Pausing a connector (useful if downtime is needed for the system the connector interacts with)

$ curl -X PUT localhost:8083/connectors/local-file-sink/pause
(no response printed if success)

Resuming a connector

$ curl -X PUT localhost:8083/connectors/local-file-sink/resume
(no response printed if success)

Updating connector configuration

$ curl -X PUT -H "Content-Type: application/json" --data '{"connector.class":"FileStreamSinkConnector","file":"test.sink.txt","tasks.max":"2","topics":"connect-test","name":"local-file-sink"}' localhost:8083/connectors/local-file-sink/config
{
  "name": "local-file-sink",
  "config": {
    "connector.class": "FileStreamSinkConnector",
    "file": "test.sink.txt",
    "tasks.max": "2",
    "topics": "connect-test",
    "name": "local-file-sink"
  },
  "tasks": [
    {
      "connector": "local-file-sink",
      "task": 0
    },
    {
      "connector": "local-file-sink",
      "task": 1
    }
  ]
}

Getting connector status

$ curl localhost:8083/connectors/local-file-sink/status | jq
{
  "name": "local-file-sink",
  "connector": {
    "state": "RUNNING",
    "worker_id": "192.168.86.101:8083"
  },
  "tasks": [
    {
      "state": "RUNNING",
      "id": 0,
      "worker_id": "192.168.86.101:8083"
    },
    {
      "state": "RUNNING",
      "id": 1,
      "worker_id": "192.168.86.101:8083"
    }
  ]
}

Getting connector configuration

$ curl localhost:8083/connectors/local-file-sink | jq
{
  "name": "local-file-sink",
  "config": {
    "connector.class": "FileStreamSinkConnector",
    "file": "test.sink.txt",
    "tasks.max": "2",
    "topics": "connect-test",
    "name": "local-file-sink"
  },
  "tasks": [
    {
      "connector": "local-file-sink",
      "task": 0
    },
    {
      "connector": "local-file-sink",
      "task": 1
    }
  ]
}

Deleting a connector

$ curl -X DELETE localhost:8083/connectors/local-file-sink
(no response printed if success)

Using Community Connectors

There are a variety of connectors developed for Connect by the community.
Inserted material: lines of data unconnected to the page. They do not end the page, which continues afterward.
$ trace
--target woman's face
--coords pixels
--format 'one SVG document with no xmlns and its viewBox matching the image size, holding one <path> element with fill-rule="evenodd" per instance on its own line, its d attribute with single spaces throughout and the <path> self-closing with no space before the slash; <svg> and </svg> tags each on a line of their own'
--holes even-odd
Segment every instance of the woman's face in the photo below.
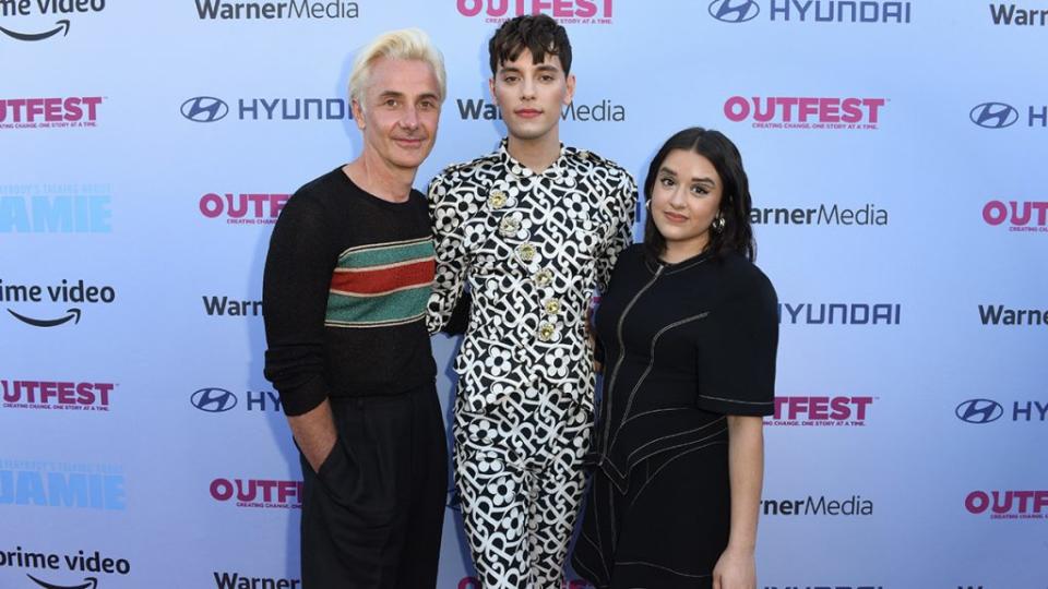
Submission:
<svg viewBox="0 0 1048 589">
<path fill-rule="evenodd" d="M 666 155 L 652 188 L 650 215 L 666 239 L 667 252 L 699 254 L 710 243 L 710 226 L 720 207 L 720 176 L 694 152 Z"/>
</svg>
The Connector Hub has a listing. We demonstrate how to install the HDFS Sink Connector provided by Confluent in this section as if it were any other community connector:

  1. Clone the GitHub repo for the connector
$ git clone git@github.com:confluentinc/kafka-connect-hdfs.git
  1. Change into the newly cloned repo, checkout the version you want, and build the jar with maven
$ cd kafka-connect-hdfs; git checkout v3.0.1; mvn package

Note, you will want to checkout a released version typically. Here we have used the v3.0.1 release tag.

  1. Locate the packaged connector plugin with dependency jars and move to the directory you keep connector plugins
$ cp target/kafka-connect-hdfs-3.0.1-package/share/java/kafka-connect-hdfs/* /opt/confluent-3.0.1/share/java/kafka-connect-hdfs

Be sure you have added the location where the connector plugin jar is located to the CLASSPATH for workers that need to run the connector as described here.

Upgrading a Connector Plugin

Upgrading a connector is similar to upgrading any other Kafka client application. You should refer to the documentation for individual connector plugins if you have a need for rolling upgrades. The instructions below cover the procedure to upgrade any generic connector plugin by taking a short outage.

  1. Download the new connector plugin jar
  2. Stop all connect workers
  3. Install the new connector plugin jar per the instructions.
  4. Start up the workers
  5. Start up the connector (if using distributed mode)